President Trump’s niece, daughter of his older brother, Fred Trump Jr. (who died in 1981), has penned a book about her uncle entitled “Too Much and Never Enough: How My Family Created the World’s Most Dangerous Man.” The president’s family sued to stop its publication, citing the fact that at the end of a family dispute about Fred Sr.’s fortune, Mary had signed a nondisclosure agreement in part about family secrets.

That lawsuit was a joke; as a New York court found, Mary Trump’s publisher is not a party to her contract with her family, and therefore it is free to publish her book. And there’s presumably a remedy in that NDA, in the form of Mary Trump paying a penalty if she violates it. Just like anyone who signs an NDA, she can choose to violate it, and then pay. That doesn’t mean the family can get the courts to shut her up.

But all that is of less concern to the rest of us than what she has to say. And now we know, because in advance of the publication date (already moved up to July 14, two weeks ahead of schedule), copies have been given to reporters at multiple news outlets, including The Post.

And while some tell-all books don’t deliver much that’s surprising, Mary Trump has some very interesting information to impart, boosted by the fact that as a clinical psychologist, she can offer insights into how President Trump got to be the person he is.

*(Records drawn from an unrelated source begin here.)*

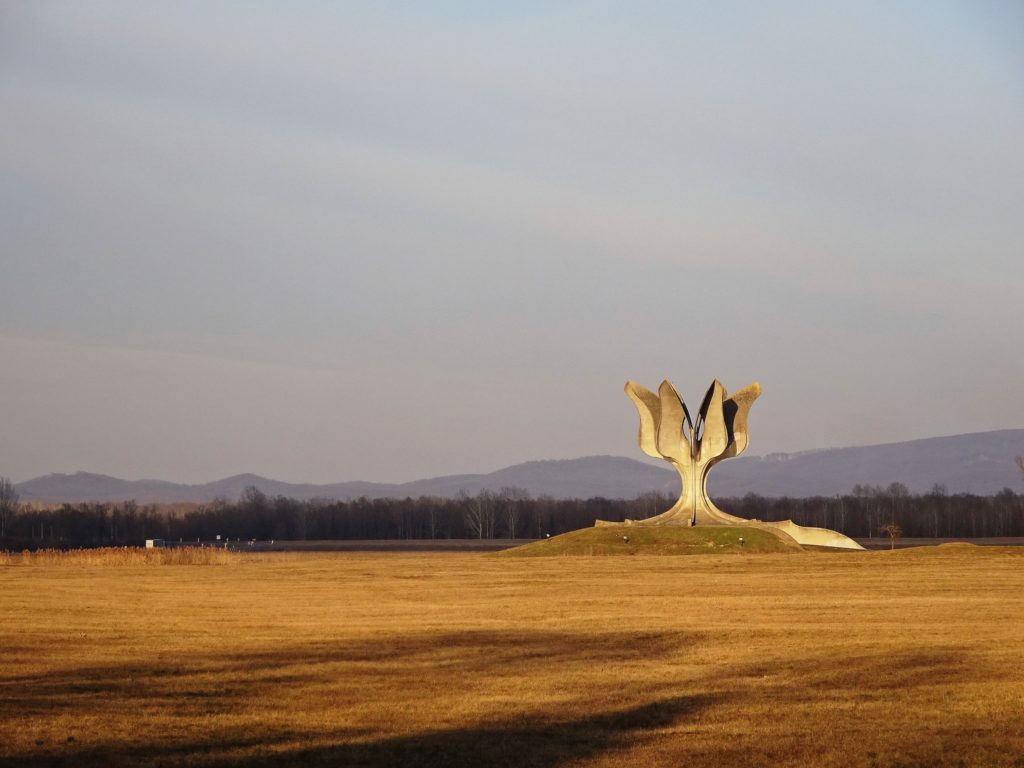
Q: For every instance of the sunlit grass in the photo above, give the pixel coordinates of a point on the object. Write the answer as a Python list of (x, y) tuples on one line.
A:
[(123, 556), (886, 658)]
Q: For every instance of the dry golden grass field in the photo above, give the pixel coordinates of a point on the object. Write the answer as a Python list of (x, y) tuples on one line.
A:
[(911, 657)]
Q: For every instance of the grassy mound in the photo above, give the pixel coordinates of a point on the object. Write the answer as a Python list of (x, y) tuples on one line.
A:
[(660, 540)]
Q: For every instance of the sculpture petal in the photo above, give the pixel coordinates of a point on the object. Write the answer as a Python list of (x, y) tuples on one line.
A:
[(736, 409), (715, 437), (649, 408), (670, 426)]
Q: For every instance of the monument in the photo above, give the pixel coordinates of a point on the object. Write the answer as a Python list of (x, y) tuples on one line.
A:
[(668, 432)]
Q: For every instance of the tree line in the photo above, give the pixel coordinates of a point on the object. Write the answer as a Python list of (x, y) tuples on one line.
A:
[(509, 513)]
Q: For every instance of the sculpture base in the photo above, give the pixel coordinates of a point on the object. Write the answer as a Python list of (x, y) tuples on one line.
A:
[(785, 529)]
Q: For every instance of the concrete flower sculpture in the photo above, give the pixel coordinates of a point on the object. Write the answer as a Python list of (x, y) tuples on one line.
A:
[(667, 431)]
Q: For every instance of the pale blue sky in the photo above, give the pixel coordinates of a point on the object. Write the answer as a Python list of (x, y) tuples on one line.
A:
[(327, 243)]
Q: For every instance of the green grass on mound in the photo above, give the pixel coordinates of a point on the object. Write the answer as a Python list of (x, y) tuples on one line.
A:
[(660, 540)]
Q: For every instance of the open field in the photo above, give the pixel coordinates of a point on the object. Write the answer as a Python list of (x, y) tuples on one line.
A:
[(883, 658)]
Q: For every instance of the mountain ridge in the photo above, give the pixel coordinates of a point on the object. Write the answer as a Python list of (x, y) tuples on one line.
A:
[(977, 463)]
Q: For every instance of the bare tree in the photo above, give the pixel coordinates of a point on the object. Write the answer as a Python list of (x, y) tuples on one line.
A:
[(479, 514), (511, 496), (8, 504), (894, 531)]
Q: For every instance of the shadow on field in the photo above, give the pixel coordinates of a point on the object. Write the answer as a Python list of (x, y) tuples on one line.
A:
[(208, 685), (534, 743)]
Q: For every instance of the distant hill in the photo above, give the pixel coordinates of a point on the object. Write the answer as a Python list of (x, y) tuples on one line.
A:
[(980, 463)]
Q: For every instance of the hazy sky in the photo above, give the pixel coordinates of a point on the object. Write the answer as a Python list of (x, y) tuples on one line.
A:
[(386, 241)]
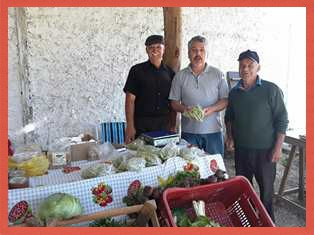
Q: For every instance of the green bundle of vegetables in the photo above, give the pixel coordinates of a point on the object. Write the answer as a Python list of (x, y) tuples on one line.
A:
[(182, 219), (196, 113), (108, 222), (59, 206)]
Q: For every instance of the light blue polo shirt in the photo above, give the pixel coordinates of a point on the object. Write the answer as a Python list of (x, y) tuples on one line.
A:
[(204, 90)]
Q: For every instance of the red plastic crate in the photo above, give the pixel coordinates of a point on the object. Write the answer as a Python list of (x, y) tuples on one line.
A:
[(231, 203)]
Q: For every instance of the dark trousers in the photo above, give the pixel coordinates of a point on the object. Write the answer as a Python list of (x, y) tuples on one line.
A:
[(257, 163), (147, 124)]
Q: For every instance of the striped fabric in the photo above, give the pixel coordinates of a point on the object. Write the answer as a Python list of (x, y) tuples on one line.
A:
[(112, 132)]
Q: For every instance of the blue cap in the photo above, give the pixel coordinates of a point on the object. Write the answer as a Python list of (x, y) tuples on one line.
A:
[(252, 55)]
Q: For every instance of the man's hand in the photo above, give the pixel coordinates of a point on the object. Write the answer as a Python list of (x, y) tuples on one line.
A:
[(208, 111), (229, 144), (276, 154), (129, 134)]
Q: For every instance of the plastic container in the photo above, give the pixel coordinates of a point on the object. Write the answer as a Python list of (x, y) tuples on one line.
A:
[(231, 203)]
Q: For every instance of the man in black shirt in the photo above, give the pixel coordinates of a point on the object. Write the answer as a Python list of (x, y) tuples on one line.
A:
[(147, 88)]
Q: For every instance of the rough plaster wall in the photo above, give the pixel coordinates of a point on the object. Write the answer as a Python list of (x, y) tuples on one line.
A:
[(278, 38), (79, 60), (79, 57), (228, 30), (15, 111)]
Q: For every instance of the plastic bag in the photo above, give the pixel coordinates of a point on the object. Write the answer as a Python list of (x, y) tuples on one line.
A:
[(190, 153), (151, 159), (134, 145), (36, 166), (136, 164), (97, 170), (169, 151), (120, 161), (196, 113)]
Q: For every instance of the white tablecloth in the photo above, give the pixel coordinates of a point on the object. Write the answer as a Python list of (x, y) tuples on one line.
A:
[(119, 182)]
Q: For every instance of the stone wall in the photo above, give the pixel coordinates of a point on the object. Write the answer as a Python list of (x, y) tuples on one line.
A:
[(68, 66)]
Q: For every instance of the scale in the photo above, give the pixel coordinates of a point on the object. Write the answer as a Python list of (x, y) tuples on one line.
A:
[(160, 138)]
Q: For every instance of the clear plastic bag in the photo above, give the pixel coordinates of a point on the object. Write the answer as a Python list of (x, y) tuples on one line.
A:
[(191, 153), (136, 164), (169, 151)]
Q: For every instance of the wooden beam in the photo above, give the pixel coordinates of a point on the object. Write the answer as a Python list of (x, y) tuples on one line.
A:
[(173, 29)]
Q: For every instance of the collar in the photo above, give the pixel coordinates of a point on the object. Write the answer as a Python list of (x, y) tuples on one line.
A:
[(258, 82), (162, 65), (206, 68)]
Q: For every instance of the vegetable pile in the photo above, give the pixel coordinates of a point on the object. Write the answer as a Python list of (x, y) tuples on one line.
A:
[(196, 113), (59, 206), (182, 219)]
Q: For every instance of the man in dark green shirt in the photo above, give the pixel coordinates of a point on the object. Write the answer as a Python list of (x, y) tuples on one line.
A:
[(256, 121)]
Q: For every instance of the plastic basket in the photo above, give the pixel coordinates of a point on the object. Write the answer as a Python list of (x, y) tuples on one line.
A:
[(231, 203)]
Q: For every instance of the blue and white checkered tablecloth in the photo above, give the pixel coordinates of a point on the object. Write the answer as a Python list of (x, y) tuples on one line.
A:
[(56, 181)]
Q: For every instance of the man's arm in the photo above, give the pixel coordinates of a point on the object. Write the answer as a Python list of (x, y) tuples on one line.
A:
[(129, 113), (172, 120), (229, 138), (276, 154), (218, 106), (178, 107)]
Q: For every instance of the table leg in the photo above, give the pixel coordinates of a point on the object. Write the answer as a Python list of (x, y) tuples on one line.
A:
[(301, 174), (286, 172)]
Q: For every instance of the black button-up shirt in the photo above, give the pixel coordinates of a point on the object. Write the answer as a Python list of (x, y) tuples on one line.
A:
[(151, 86)]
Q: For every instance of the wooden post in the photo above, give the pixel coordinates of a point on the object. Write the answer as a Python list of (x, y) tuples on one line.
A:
[(172, 28)]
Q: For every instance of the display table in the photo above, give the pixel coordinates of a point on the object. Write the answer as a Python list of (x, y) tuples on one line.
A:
[(71, 183), (297, 143)]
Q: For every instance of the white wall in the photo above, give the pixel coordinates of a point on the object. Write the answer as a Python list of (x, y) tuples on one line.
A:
[(15, 110), (78, 58)]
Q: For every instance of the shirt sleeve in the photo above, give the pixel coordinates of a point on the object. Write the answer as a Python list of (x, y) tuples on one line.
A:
[(280, 115), (175, 91), (223, 87), (131, 82)]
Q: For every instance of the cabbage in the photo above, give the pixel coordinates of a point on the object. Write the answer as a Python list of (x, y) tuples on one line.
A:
[(59, 206)]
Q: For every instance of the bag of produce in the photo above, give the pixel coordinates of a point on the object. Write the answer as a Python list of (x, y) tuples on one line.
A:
[(37, 165), (59, 206), (97, 170), (191, 153), (136, 164), (152, 159), (169, 151), (134, 145)]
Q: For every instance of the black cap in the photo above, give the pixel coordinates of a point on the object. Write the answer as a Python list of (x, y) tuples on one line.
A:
[(153, 39), (252, 55)]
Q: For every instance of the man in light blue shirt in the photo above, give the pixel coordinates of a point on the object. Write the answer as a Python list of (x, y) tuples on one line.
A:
[(204, 85)]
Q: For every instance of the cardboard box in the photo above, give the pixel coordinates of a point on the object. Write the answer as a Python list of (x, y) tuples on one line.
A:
[(79, 151)]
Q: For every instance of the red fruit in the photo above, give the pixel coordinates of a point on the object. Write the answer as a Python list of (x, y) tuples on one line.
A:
[(108, 189), (18, 211), (103, 204), (101, 188), (95, 191), (109, 199), (188, 167), (134, 187), (213, 165)]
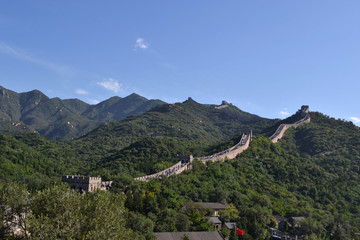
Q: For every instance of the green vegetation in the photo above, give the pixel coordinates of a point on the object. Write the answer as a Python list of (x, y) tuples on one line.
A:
[(64, 119), (313, 172)]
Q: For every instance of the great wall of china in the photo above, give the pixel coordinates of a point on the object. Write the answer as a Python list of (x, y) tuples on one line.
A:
[(90, 184), (231, 153)]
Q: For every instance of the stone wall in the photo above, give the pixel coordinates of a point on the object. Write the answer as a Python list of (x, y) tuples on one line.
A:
[(283, 127), (175, 169), (230, 153), (185, 163), (88, 184)]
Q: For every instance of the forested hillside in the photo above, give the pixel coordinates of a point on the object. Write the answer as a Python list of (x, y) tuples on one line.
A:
[(312, 172), (63, 119)]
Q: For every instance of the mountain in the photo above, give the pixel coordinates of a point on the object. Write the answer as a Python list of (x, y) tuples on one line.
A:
[(189, 120), (117, 108), (63, 119), (312, 172)]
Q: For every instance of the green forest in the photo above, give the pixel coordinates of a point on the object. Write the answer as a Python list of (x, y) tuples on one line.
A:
[(312, 172)]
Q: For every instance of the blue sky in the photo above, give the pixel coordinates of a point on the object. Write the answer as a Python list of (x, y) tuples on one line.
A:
[(266, 57)]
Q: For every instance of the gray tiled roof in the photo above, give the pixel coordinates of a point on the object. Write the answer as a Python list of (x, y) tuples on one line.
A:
[(191, 235), (230, 225), (212, 205), (214, 220)]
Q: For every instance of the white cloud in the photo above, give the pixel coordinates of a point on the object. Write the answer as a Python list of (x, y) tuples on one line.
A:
[(355, 119), (19, 54), (81, 91), (93, 101), (111, 85), (284, 114), (141, 44)]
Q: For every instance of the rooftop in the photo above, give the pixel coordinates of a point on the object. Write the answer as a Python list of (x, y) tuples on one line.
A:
[(191, 235), (213, 205)]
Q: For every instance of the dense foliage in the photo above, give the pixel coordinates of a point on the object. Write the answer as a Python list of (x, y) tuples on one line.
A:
[(64, 119), (57, 212), (312, 172)]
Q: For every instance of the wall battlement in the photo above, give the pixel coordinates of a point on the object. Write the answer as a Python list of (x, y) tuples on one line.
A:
[(305, 113), (88, 184), (231, 153)]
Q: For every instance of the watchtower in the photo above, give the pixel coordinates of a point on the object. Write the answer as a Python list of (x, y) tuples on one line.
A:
[(88, 184), (304, 110)]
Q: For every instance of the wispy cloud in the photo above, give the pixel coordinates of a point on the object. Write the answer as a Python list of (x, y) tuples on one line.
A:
[(355, 119), (141, 44), (111, 85), (22, 55), (93, 101), (284, 114), (81, 91)]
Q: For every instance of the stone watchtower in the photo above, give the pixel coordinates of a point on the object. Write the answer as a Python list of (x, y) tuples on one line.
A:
[(88, 184), (304, 110)]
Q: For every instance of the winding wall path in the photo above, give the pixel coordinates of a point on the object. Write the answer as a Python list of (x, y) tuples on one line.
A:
[(283, 127), (230, 153)]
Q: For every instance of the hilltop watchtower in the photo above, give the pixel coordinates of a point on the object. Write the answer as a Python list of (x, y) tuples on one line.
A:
[(304, 110), (88, 184)]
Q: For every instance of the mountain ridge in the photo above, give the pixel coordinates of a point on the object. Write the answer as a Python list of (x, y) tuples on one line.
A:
[(64, 119)]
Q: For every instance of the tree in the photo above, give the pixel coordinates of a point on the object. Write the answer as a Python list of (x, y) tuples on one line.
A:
[(15, 209)]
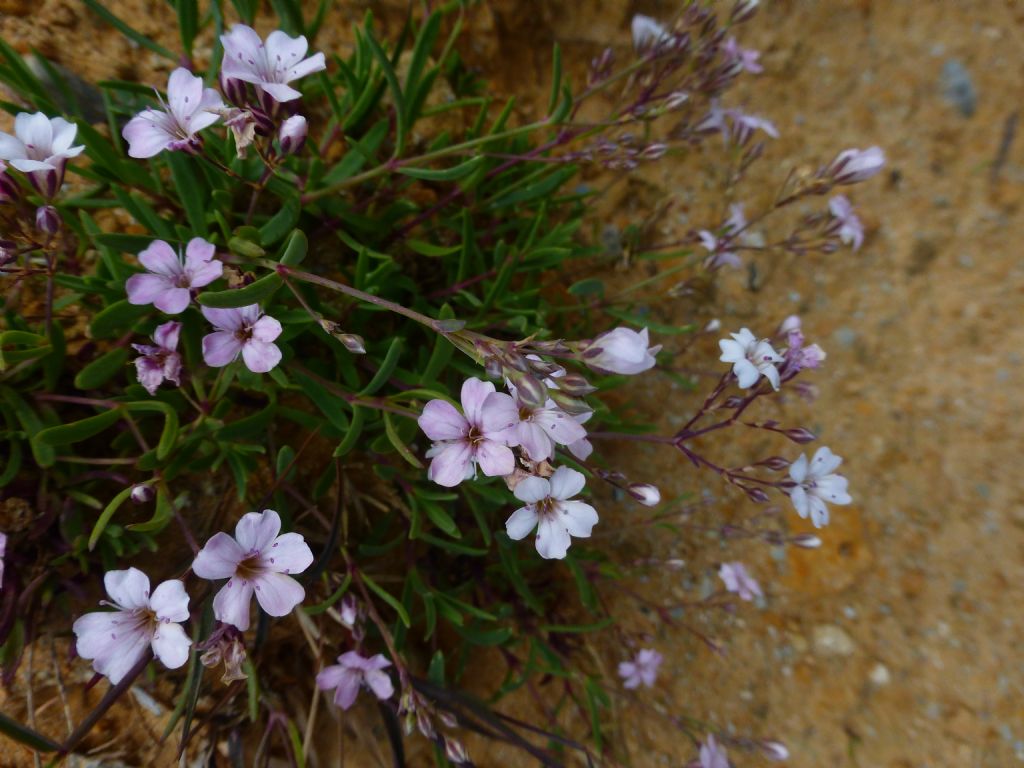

Here are some of the highlights:

  • She claims Trump hired a smarter boy he knew to take the SAT for him; the high score helped get him into college.
  • She describes Trump’s father, Fred, as not just domineering but a “sociopath.” He was verbally abusive to his children, especially Fred Jr., insisting that they become “killers” unhindered by emotion. “Fred perverted his son’s perception of the world and damaged his ability to live in it,” she writes.
  • Her father, Fred Jr., came in for particular contempt from Fred Sr. for being soft. “The lesson [President Trump] learned, at its simplest, was that it was wrong to be like Freddy: Fred didn’t respect his oldest son, so neither would Donald.”
  • When Fred Sr. died, Mary was told his estate was worth only around $30 million; the portion of that figure that became her inheritance was the subject of the dispute that led to a financial settlement and her NDA. She later gave Fred Sr.’s business records to the New York Times, which published a blockbuster story showing that the patriarch had transferred over $1 billion to his children (a scheme mostly carried out after Fred Jr.’s death), potentially defrauding the U.S. government of half a billion dollars in tax revenue.
  • On a trip to Mar-a-Lago when she was 29, Mary came out in a bathing suit and shorts. “Holy s--t, Mary. You’re stacked,” her uncle said to her, with all the grace and sensitivity we’ve come to expect from him.
  • For a time, Trump hired Mary to ghost-write his book “The Art of the Comeback.” At one point a Trump employee sent her some pages of material Trump wanted to include in the book. “It was an aggrieved compendium of women he had expected to date but who, having refused him, were suddenly the worst, ugliest, and fattest slobs he’d ever met,” including Madonna and Olympic figure skater Katarina Witt.
  • At a White House dinner in 2017, the president gestured toward his son Eric’s wife; the two at that point had been together for eight years. “I barely even knew who the f--- she was, honestly, but then she gave a great speech during the campaign in Georgia supporting me,” Trump said.
  • “Vladimir Putin, Kim Jong-Un, and Mitch McConnell, all of whom bear more than a passing psychological resemblance to Fred,” Mary writes, “recognized … that Donald’s checkered personal history and his unique personality flaws make him extremely vulnerable to manipulation by smarter, more powerful men.”

Though Mary Trump’s book won’t be out for another week, it has already reached No. 4 on Amazon, behind John Bolton’s book and two books about racism. While we can’t rerun the history, there’s a strong chance that the Trump family’s attempt to suppress “Too Much and Never Enough” only brought it more attention; there’s nothing more intriguing than something someone doesn’t want you to see.

And while these details of President Trump’s life may not change anyone’s mind about whether they want to vote for him, they will be of significant historical interest. In the future, we’re going to ask not just how Trump got to be president but what could have produced such a man in the first place.

In Mary Trump’s account, if the future president ever possessed any virtues as a human being, they were eradicated by a cruel father who wanted to make his children just as ruthless as he was. She calls him the “monster” Fred Sr. created, someone who “would ultimately be rendered unlovable by the very nature of Fred’s preference for him."

“In the end, there would be no love for Donald at all, just his agonizing thirsting for it,” she writes.

Somehow, through a combination of timing, his party’s pathologies, and dumb luck, Trump became the most powerful person on earth. And every new thing we learn about him only increases the horror.